Squeak Monticello character-encoding

Question 1

Squeak does use unicode (ISO 10646) internally for encoding characters in a String.
It might use extension like CP1252 for characters in range 16r80 to: 16r9F, but I'm not really sure anymore.

The characters codes are written as is on the stream source.st, and these codes are made of a single byte for a ByteString when all characters are <= 16rFF. In this case, the file should look like encoded in ISO-8859-L1 or CP1252.

If ever you have character codes > 16rFF, then a WideString is used in Squeak. Once again the codes are written as is on the stream source.st, but this time these are 32 bits codes (written in big-endian order). Technically, the encoding is thus UTF-32BE.

Now what does MczInstaller does? It uses the snapshot/source.st file, and uses setConverterForCode for reading this file, which is either UTF-8 or MacRoman... So non ASCII characters might get changed, and this is even worse in case of WideString which will be re-interpreted as ByteString.

MC itself doesn't use the snapshot/source.st member in the archive.
It rather uses the snapshot.bin (see code in MCMczReader, MCMczWriter).
This is a binary file whose format is governed by DataStream.

The snippet that you should use is rather:

MCMczReader loadVersionFile: 'YourPackage-b.18.mcz'

Question 2

Monticello isn't really aware of character encoding. I don't know the present situation in squeak but the last time I've looked into it there was an assumed character encoding of latin1. But that would mean it should work flawlessly in your situation.

It should work somehow anyway if you are writing and reading from the same kind of image. If the proper character encoding fails usually the internal byte representation is written from memory to disk. While this prevents any cross dialect exchange of packages it should work if using the same image kind.

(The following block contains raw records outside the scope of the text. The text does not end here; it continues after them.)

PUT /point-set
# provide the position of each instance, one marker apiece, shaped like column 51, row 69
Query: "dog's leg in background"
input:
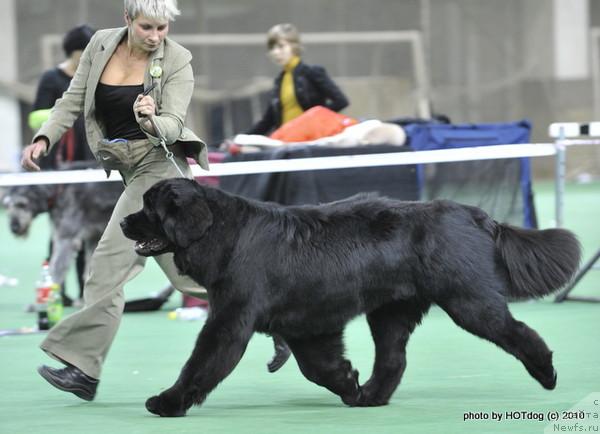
column 63, row 252
column 391, row 326
column 219, row 348
column 485, row 314
column 321, row 360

Anyway there are things that should or could work but they often go wrong. So most projects try to avoid using non 7bit characters in their code. You don't need to convert non 7bit characters to HTML entities. You can use

Character value: 228

for producing an ä in your code without using non 7bit characters. On every character you like to add a conversion you can do

$ä asciiValue => 228

I know this is not the kind of answer some would want to get. But monticello is one of these things that still need to be adjusted for proper character encoding.